Doc-testing the graphical content of cairo surfaces

While it is straight-forward to compare the content of two cairo surfaces in Python code, handling graphics is beyond doc tests. However, the manuel package can be used to extract more general test cases from a text document while allowing to mix them with doc tests in a natural way.
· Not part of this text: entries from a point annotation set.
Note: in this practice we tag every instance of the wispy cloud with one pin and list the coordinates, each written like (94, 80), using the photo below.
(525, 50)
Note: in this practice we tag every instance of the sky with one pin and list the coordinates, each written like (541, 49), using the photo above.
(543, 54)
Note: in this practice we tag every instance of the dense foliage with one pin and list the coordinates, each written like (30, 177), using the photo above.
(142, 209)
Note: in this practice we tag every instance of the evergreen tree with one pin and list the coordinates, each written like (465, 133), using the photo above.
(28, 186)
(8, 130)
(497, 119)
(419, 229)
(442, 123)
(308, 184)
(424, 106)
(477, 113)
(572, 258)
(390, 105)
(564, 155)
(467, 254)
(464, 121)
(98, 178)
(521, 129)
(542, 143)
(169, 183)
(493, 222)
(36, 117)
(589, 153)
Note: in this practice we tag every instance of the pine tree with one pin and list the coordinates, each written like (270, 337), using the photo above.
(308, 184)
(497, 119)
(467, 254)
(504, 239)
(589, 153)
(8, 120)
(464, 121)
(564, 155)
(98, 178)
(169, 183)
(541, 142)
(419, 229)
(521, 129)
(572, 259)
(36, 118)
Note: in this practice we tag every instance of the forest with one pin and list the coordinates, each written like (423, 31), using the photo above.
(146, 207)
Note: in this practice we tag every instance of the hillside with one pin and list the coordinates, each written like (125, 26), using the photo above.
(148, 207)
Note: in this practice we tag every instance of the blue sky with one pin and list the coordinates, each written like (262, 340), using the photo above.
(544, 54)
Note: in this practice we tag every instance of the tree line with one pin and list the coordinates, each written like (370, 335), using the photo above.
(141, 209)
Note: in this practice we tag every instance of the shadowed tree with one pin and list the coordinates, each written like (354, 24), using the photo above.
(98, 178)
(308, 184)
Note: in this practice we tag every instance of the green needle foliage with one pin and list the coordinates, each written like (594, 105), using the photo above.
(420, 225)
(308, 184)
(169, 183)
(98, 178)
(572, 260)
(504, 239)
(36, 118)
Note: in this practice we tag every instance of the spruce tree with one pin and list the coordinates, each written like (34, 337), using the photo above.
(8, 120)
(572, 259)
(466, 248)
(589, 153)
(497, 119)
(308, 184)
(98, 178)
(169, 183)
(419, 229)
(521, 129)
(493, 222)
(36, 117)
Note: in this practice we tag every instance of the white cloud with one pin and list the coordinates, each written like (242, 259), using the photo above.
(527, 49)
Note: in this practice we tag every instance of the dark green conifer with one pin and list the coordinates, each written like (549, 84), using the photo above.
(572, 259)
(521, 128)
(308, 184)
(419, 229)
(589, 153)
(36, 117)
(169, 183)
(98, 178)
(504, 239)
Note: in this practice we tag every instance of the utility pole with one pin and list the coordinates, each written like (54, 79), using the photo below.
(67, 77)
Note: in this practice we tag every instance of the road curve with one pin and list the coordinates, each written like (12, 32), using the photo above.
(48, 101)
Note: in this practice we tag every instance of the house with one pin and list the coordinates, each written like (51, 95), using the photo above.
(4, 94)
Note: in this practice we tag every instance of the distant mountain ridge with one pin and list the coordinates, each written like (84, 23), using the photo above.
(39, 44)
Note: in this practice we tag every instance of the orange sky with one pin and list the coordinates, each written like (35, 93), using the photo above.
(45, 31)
The tl.testing.cairo module provides a test suite factory that uses manuel to execute graphical tests formulated as restructured-text figures. The caption of such a figure is supposed to contain exactly one literal Python expression, marked up with double back-ticks, which evaluates to a cairo image surface, and its referenced image is used as the test expectation. Python expressions are run in the same context as the doc-test examples. Images need to be stored in PNG format. Image paths are relative to the doc test file’s directory and must use the forward slash, “/”, as the path separator.

Writing a graphical test

Let’s walk through the process of creating a test. We’ll test a function that produces a cairo image surface with a black line drawn on it inside a thin frame. As a first step, we implement the function and write a doc-test snippet that includes a figure to be interpreted as a graphical test. The function is intended to be passed in via the globs:

>>> import cairo
>>> def create_surface(x1, y1, x2, y2):
...     surface = cairo.ImageSurface(cairo.FORMAT_ARGB32, 100, 100)
...     ctx = cairo.Context(surface)
...     ctx.rectangle(0, 0, 100, 100)
...     ctx.move_to(x1, y1)
...     ctx.line_to(x2, y2)
...     ctx.stroke()
...     return surface
>>> sample_txt = write('sample.txt', """\
...
... ---------------------------------------------------
... A test for the graphical content of a cairo surface
... ---------------------------------------------------
...
... >>> type(create_surface)
... <type 'function'>
...
... The ``create_surface`` function creates and draws to a cairo surface:
...
... .. figure:: foo.png
...
...     This is what ``create_surface(25, 50, 75, 50)`` looks like.
...
... """)

The test suite has 2 tests, the doc test example and the graphical test. Running it will yield an error as the expectation image is not available yet:

>>> from tl.testing.cairo import DocFileSuite
>>> run(DocFileSuite(sample_txt, globs={'create_surface': create_surface}))
======================================================================
ERROR: /test_dir/sample.txt
...-------------------------------------------------------------------
Traceback (most recent call last):
  ...
Exception: Could not load expectation: foo.png
----------------------------------------------------------------------
Ran 1 test in N.NNNs
FAILED (errors=1)

The test runner can help us with creating the missing image: we tell it to save the image our function has drawn, examine the result and use it as the expectation if we are satisfied with it. First we create a directory for saving test results, store it in the CAIRO_TEST_RESULTS environment variable and run the test suite again:

>>> import os, os.path
>>> os.mkdir('results')
>>> os.environ['CAIRO_TEST_RESULTS'] = 'results'
>>> run(DocFileSuite(sample_txt, globs={'create_surface': create_surface}))
======================================================================
ERROR: /test_dir/sample.txt
...-------------------------------------------------------------------
Traceback (most recent call last):
  ...
Exception: Could not load expectation: foo.png
(see results/foo.png)
----------------------------------------------------------------------
Ran 1 test in N.NNNs
FAILED (errors=1)

The test run has left a PNG file in the results directory [1]. The name of the file derives from the file name of the expected image of the example in question. Let’s make sure the file is actually there and has the correct content, i.e. a black line from left to right inside a quadratic frame:

>>> os.listdir('results')
['foo.png']
_images/correct.png

The result of the graphical test, stored in a PNG image: cairo.ImageSurface.create_from_png(os.path.join('results', 'foo.png'))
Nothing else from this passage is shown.